Various fixes, part 6

[quietbits]

Fixed issues from the doc.

• nativeToScVal string-to-u32/i32 — strict parsing: Replaced parseInt() with BigInt() for the string path. Rejects trailing junk ("123abc"), correctly parses hex/octal/binary prefixes (e.g., "0x10" → 16 instead of 0), and applies the same range validation as the number/bigint path.

• Memo.id() — reject non-plain-digit strings: Added a /^[0-9]+$/ regex guard to reject scientific notation ("1e18") and decimal strings ("1.0") that passed BigNumber validation but crashed in BigInt() during XDR serialization.

• TransactionBuilder.build() — fee overflow protection: Total fee (baseFee * operations, plus resourceFee for Soroban) is now checked against the uint32 maximum before XDR construction. Previously, overflow produced an invalid XDR value caught only at serialization with a confusing error.

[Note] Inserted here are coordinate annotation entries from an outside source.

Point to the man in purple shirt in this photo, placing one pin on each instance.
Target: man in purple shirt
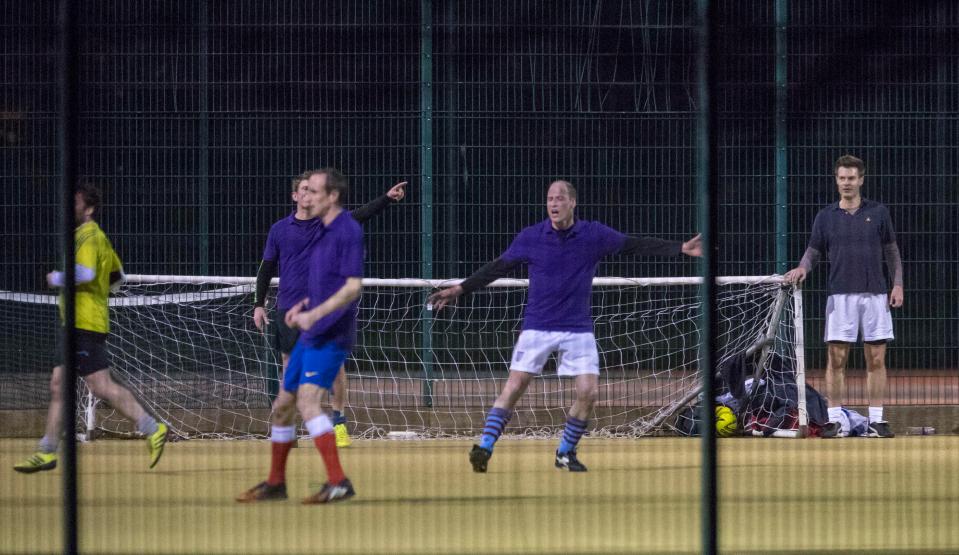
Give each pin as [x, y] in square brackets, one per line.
[286, 249]
[855, 234]
[327, 318]
[562, 254]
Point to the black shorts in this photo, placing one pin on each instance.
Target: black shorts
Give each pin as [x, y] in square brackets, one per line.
[91, 353]
[282, 337]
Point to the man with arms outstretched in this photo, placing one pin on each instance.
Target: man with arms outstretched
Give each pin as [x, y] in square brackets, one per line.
[97, 269]
[855, 234]
[562, 253]
[286, 247]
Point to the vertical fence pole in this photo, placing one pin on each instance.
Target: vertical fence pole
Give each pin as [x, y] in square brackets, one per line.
[68, 161]
[426, 169]
[782, 180]
[706, 183]
[203, 216]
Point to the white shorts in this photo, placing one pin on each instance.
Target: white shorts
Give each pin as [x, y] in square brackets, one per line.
[575, 352]
[847, 313]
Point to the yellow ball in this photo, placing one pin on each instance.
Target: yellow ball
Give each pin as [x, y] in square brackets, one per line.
[725, 421]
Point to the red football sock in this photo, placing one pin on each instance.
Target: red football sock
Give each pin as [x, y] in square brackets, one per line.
[278, 462]
[326, 444]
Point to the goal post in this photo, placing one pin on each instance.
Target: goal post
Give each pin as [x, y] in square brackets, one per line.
[187, 347]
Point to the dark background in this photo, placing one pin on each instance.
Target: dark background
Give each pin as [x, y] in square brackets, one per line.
[194, 115]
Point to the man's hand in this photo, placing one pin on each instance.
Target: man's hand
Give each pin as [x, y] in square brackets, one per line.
[694, 247]
[259, 318]
[444, 297]
[796, 275]
[398, 191]
[294, 312]
[895, 298]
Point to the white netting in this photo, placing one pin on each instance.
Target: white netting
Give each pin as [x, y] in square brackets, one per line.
[188, 348]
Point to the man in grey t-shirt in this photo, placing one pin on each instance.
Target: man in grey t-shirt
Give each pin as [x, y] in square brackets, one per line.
[855, 234]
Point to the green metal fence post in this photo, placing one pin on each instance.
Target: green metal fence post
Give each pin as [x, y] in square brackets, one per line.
[426, 170]
[707, 173]
[204, 154]
[782, 180]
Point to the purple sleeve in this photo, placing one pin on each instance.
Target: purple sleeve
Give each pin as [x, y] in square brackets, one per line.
[609, 240]
[518, 250]
[817, 240]
[270, 251]
[351, 255]
[887, 234]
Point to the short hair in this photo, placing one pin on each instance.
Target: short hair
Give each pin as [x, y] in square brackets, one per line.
[570, 188]
[849, 161]
[335, 181]
[92, 196]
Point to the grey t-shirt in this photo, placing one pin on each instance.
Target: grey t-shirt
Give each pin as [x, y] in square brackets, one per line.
[853, 244]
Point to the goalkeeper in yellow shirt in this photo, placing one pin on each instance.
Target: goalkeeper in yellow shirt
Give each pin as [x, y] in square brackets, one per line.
[97, 269]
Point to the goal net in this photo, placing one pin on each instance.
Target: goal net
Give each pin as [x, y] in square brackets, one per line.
[187, 347]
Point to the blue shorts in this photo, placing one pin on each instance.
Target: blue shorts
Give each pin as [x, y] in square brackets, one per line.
[313, 365]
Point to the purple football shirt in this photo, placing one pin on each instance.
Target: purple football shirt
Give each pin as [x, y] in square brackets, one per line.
[335, 255]
[562, 265]
[287, 244]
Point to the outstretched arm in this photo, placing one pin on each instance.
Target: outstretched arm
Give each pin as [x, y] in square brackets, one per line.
[809, 260]
[263, 277]
[366, 212]
[894, 265]
[82, 274]
[480, 278]
[297, 318]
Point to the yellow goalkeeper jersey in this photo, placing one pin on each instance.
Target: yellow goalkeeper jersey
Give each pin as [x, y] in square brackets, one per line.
[94, 251]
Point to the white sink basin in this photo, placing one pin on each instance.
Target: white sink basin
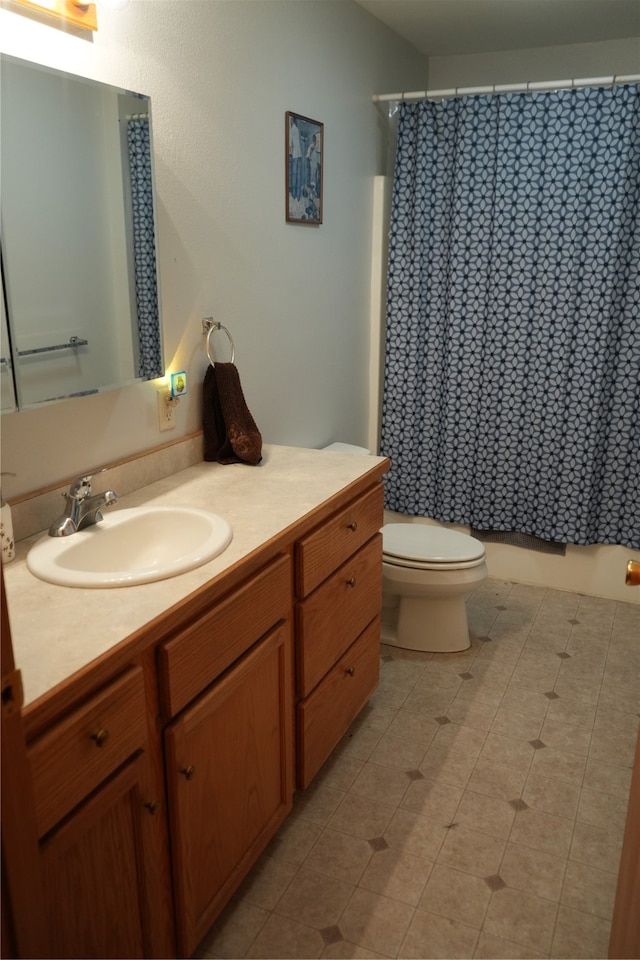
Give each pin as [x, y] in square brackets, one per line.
[131, 546]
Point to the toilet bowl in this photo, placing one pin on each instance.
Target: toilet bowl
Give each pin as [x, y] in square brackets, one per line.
[430, 570]
[427, 572]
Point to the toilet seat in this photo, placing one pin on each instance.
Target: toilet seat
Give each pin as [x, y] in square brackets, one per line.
[424, 547]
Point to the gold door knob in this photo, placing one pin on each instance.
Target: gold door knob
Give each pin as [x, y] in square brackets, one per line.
[100, 738]
[633, 573]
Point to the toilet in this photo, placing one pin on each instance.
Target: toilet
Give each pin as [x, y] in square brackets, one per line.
[430, 570]
[427, 572]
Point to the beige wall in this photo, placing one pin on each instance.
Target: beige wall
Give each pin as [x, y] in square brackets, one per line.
[221, 74]
[577, 61]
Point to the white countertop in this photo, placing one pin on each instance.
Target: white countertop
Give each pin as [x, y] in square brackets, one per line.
[58, 630]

• TransactionBuilder.cloneFrom() — zero-operation guard: Rejects transactions with no operations upfront, instead of silently producing a builder with baseFee set to Infinity (from division by zero).

• toXDRPrice — early validation for invalid prices: Zero, negative, NaN, and Infinity values are now rejected with "price must be positive" before reaching best_r(), instead of producing confusing downstream errors.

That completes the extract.